Parenting is one of the hardest jobs in the world. Step parenting, however, is a notch harder. A step family is commonly formed due to the death of a spouse or a failed marriage that ended up in divorce. Deaths and divorces are traumatic events not just for children but also for the parents themselves. Children may still be recuperating or grieving for their loss. Most children dream that their step family would be the same as their original one. They have expectations which a step parent might find hard to fulfill.
The main duty of a step parent is to redefine what a family is and to develop new relationships. Step parenting requires step parents to make their step children understand that a new identity and a better bond can be formed by integrating the different interests and hobbies of each step family member. It is unrealistic to expect instant love or attachment from step children but it is necessary to ask for respect as a step parent. You can do so by first showing the children respect-leading by example. Avoid any derogatory comments about their biological parents or their siblings. In disciplining the children, let their biological parent-your spouse-lead the way, especially with the older children.
For situations when the children rebel and adopt the you-are-not-my-parent tactic in order to avoid following you, try to be more patient but always be firm and clear. Be confident and say that your intention is not to replace their lost parent.
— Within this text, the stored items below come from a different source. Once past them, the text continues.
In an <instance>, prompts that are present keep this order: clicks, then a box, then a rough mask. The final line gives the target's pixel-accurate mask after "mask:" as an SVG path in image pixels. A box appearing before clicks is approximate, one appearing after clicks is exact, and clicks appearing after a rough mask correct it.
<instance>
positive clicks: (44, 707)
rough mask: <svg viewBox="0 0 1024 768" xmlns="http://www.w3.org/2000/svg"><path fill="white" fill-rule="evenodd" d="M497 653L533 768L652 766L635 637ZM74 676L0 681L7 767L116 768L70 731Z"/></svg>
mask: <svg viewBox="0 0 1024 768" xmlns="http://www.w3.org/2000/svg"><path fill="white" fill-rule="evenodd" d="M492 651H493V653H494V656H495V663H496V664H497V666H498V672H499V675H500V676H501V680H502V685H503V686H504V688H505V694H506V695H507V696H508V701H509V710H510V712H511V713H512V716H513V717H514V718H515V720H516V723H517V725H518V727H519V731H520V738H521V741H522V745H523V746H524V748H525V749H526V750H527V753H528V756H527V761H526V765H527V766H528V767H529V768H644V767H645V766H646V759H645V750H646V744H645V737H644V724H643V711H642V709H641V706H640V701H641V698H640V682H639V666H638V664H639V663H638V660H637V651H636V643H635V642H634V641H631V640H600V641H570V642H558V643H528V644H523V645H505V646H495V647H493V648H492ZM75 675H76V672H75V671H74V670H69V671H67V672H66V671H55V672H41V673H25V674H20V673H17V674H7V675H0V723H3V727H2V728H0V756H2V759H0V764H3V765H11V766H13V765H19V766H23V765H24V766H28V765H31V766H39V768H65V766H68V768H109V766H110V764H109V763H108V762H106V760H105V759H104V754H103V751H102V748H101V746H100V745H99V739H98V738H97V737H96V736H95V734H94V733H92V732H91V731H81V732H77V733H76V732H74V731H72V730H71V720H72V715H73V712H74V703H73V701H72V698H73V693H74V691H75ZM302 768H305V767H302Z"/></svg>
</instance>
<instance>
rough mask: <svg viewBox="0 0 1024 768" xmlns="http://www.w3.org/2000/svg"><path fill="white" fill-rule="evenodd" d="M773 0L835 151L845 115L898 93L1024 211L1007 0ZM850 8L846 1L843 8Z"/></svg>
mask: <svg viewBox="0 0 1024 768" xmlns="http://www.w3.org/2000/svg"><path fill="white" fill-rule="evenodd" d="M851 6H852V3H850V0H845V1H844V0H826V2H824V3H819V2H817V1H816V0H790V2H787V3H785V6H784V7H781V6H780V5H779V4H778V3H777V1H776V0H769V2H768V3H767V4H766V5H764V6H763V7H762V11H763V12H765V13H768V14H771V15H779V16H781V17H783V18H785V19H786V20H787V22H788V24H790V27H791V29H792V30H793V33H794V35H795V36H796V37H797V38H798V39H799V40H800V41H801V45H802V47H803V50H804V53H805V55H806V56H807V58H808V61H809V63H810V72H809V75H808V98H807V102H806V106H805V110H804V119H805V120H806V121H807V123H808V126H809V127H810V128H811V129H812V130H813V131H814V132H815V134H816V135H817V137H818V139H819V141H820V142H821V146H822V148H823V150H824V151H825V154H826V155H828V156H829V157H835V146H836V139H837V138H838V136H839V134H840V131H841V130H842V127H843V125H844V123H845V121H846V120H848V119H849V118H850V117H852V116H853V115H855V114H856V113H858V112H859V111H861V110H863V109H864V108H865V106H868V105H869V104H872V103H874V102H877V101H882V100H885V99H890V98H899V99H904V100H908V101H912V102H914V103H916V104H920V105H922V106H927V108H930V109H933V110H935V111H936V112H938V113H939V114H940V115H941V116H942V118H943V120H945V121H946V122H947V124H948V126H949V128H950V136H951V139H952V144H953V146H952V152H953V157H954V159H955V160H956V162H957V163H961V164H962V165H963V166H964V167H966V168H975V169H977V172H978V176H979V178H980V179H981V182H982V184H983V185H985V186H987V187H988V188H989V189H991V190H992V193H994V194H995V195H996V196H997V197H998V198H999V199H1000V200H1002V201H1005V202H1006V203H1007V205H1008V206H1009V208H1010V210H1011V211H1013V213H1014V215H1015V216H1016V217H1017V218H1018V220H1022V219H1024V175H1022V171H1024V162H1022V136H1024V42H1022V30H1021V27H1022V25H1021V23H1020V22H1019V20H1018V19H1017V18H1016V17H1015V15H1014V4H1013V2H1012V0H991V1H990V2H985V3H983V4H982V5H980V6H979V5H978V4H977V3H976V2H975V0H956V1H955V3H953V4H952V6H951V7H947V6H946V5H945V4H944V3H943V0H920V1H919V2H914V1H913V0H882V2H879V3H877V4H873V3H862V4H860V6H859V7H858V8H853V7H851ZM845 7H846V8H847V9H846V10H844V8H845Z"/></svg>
If your spouse is not available to discipline your kids, you may tell them that you are the only adult at the moment and that you have the responsibility to uphold the rules of the house. Also, make sure that you and your spouse always show that you are united whenever in front of your step family.
When your kids are not around, you and your spouse can talk about the differences of the original and the present family. If you have your own kids and they live together with your spouse’s own kids, it is necessary to apply the same rules to all of them. Try to spend as much time alone with your step children to strengthen your relationship. Both biological and step children have the tendency to seek for your exclusive attention. Make time for all of them and try to spend as much time with all of them together. When having special talks with your biological kids, keep your voice down so that your step kids may not overhear you and think that they are less favored.
Always remember to have a positive attitude. Avoid sarcasm or criticism when communicating with your step children. This may help cement an everlasting good relationship with them. If your kids live in separate households, you and your spouse may have to visit them together to show that both of you support each one of them. Try keeping your schedule open for them even if it is inconvenient for you. If you see the children need both of you, always take the opportunity to be there and help out. This could earn their trust and their love. Also, never forget to keep your marriage in good status. Set some time aside so that you and your spouse can have your own time together.